Ensuring that “all girls in GPE supported countries successfully complete primary school and go to secondary school in a safe and supportive learning environment” is a strategic objective of the Global Partnership for Education. The ramifications of improving access to learning extend far beyond the education sector.

Globally, of the 58 million children out of school, 31 million are girls. These girls are more likely to face early and forced marriage, female genital mutilation, poor employment prospects and poorer health for themselves and their children. The benefits of education girls are grounded in evidence: a child whose mother can read is 50% more likely to live past the age of 5; if all girls in sub-Saharan Africa and South and West Asia had primary education, child marriage would fall by 14%. Education, especially at the secondary level, equips girls with the knowledge and skills to more effectively participate in political, economic, and social progress of their societies. Education empowers girls.    
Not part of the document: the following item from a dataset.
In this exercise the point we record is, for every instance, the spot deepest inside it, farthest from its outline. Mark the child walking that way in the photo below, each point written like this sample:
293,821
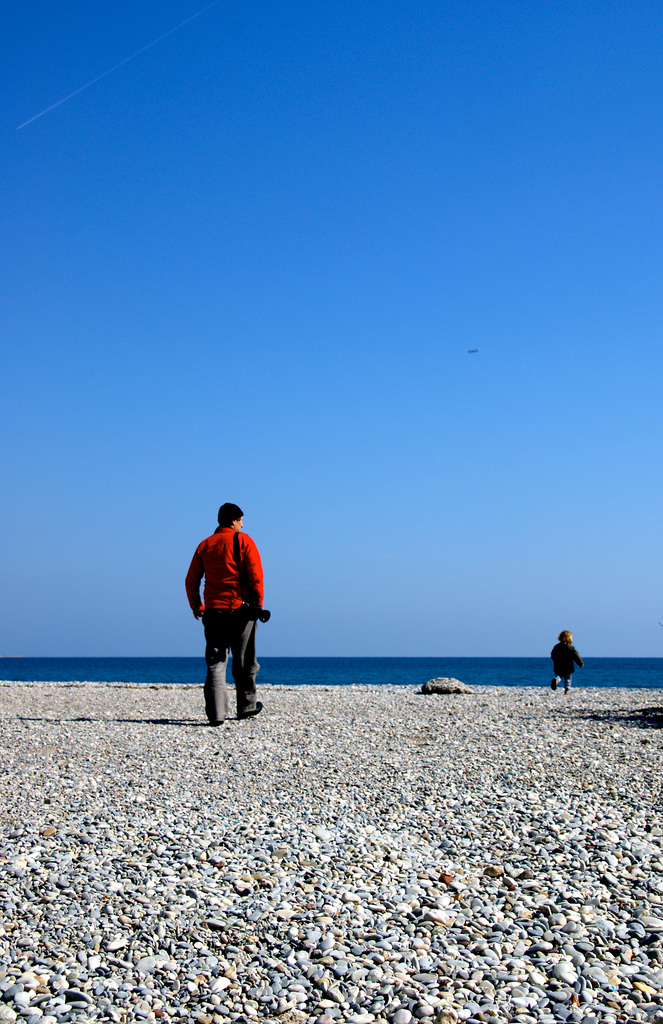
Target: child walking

Over the past 12 years, the Global Partnership and its partners have helped enroll approximately 10 million girls in school; 8 million of whom have entered school between 2011 and 2014.  It will continue to place priority on increasing access for girls over the next four years. 

In January 2015, the Global Partnership will launch a new results-based funding model to incentivize GPE’s 59+ countries to collect more and better data about girls’ access to quality education and their learning outcomes. The data will include reliable information about factors, such as family income, geography, disability, ethnicity, language and more, that affect whether girls have access to quality schooling.   Based on such data, GPE’s developing country partners will be better equipped to identify where the needs are greatest and whether policies and interventions are working. Moreover, they will be encouraged to put into place strategies to improve equity, which means fair and impartial treatment of all children, irrespective of where they live, whether they are boys or girls or whether they are disabled or not.


[1] Afghanistan, Bangladesh, Benin, Bhutan, Burkina Faso, Burundi, Cambodia, Cameroon, Cape Verde, Central African Republic, Chad, Comoros, DR Congo, Congo Rep, Cote d'Ivoire, Dominica, Eritrea, Ethiopia, Gambia, Grenada, Guinea, Guinea-Bissau, Guyana, Haiti, Kenya, Kiribati, Kyrgyz Republic, Lao PDR, Lesotho, Liberia, Madagascar, Malawi, Maldives, Mali, Marshall Islands, Mauritania, Micronesia, Mozambique, Myanmar, Nepal, Nicaragua, Niger, Nigeria, Pakistan, Papua New Guinea, Rwanda, Samoa, Sao Tome & Principe, Senegal, Sudan, Sierra Leone, Solomon Islands, Somalia, South Sudan, St. Lucia, St. Vincent, Tajikistan, Tanzania, Timor-Leste, Togo, Tonga, Tuvalu, Uganda, Vanuatu, Rep, Yemen, Zimbabwe.